While the other Islanders crowded round Kaz and hugged her tightly following the happy news, Liberty said she was “desperate” to “go and give Kaz a cuddle”, only for Jake to take her to the other side of the villa and ask her to wait.
And as Jake reminded her that they’re “on a TV show”, viewers were left feeling even less convinced about the water engineer's feelings, and whether they were genuine.
“Jake likes to pull the strings and he likes to take control,” Sally says. “It feels as if he’s forensically studied previous series of Love Island and is just playing things out.
“He’s made a connection with a girl really early on, and he’s stuck with her. But his heart is not in it. It just never feels real.
“Controlling behaviour is very dangerous. When someone is trying to control a relationship, it comes from a place of vulnerability, as if they know something is off kilter.
"You can be your most liberated and most free with people that you trust. I think that feeds in to view that Jake isn’t authentic, so he’s trying to control the outcome all of the time, and he’s trying to control Liberty.”
Sally also cites Jake’s behaviour in Casa Amor as evidence of his need to control situations.
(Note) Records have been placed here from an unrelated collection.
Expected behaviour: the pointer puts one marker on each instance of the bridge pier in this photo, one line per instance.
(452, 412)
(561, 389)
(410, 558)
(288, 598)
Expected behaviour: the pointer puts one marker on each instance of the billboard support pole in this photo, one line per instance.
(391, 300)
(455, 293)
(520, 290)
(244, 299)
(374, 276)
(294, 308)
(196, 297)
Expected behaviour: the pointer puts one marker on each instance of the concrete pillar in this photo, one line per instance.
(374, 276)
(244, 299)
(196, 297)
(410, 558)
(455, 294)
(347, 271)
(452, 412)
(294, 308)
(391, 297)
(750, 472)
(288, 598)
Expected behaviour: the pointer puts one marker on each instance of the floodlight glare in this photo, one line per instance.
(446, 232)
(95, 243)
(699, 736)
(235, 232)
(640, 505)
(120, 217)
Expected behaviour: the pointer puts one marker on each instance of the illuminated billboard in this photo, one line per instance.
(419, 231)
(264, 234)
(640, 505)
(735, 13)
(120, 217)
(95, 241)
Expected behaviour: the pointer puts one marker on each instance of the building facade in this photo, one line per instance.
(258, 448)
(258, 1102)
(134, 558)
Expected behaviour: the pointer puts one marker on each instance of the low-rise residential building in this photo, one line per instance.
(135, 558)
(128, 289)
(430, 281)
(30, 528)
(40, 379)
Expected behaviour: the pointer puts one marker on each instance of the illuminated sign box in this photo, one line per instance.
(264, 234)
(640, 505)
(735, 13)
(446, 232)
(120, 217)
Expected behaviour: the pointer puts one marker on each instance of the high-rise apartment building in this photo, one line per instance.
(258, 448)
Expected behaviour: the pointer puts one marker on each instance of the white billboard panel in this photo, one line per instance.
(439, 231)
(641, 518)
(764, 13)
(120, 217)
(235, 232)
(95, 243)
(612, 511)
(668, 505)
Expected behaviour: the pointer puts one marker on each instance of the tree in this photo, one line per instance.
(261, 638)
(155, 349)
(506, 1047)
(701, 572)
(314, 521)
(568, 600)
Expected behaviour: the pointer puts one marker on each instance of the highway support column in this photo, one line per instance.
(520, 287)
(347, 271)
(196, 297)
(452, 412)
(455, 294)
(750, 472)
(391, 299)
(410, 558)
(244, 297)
While he may have stayed faithful to Liberty, he was one of the main facilitators in getting the boys to stray from their partners.
“Not enough has been made of Jake’s behaviour in Casa Amor,” Sally says. “He really lived vicariously through the other boys.
"Like a feeder, he fed the boys the encouragement to get with other girls, while he could go back to Liberty and act as if he kept his nose clean.”
It’s the perceived inequalities of affection between Jake and Liberty that Sally believes is the most problematic, though.
In the preview for Friday night’s episode, we see Jake trying to reassure Liberty that he fancies her by telling her: “You’re my girlfriend.”
But as Sally rightly points out, the affirmation of their relationship doesn’t quite equate to Liberty being reassured about her insecurities.
Instead, he dangles their pairing in front of her, a tasty morsel of the further commitment and acceptance Liberty is looking for.
“He emotionally throws her around like a rag doll,” she says. “When Jake says, you’re my girlfriend, it sounds like a life sentence, it feels like a shackle. She doesn’t feel safe, she doesn’t feel reassured, she doesn’t feel lifted up and loved.
“At the start of a relationship, you’re at your most romantic. When you’re in your honeymoon phase, you shower them with affection.
“But Jake only gives Liberty enough to hold her interest. ‘You’re my girlfriend’ is all he offers her. Jake has had so many opportunities to put all her insecurities at rest by just saying, ‘I love you.’
"He won’t say it. He’ll say you’re my girlfriend but he won’t say I love you. Because there’s a part of him that knows he’s not being true.”
Whether you agree with Sally or not about Jake’s actions, she does urge viewers to act if they believe they’re in a controlling relationship themselves.
“I’d advise to get complete clarity on your relationship,” Sally says. “Become a detective of your own relationship to find out exactly what your dynamic is.
"Start being observant and stop being hopeful that he’ll say I love you or that things will change. Have a realistic appraisal of what is going on."
Love Island continues weeknights and Sundays from 9pm on ITV2 and the ITV Hub. Episodes are available the next day on BritBox.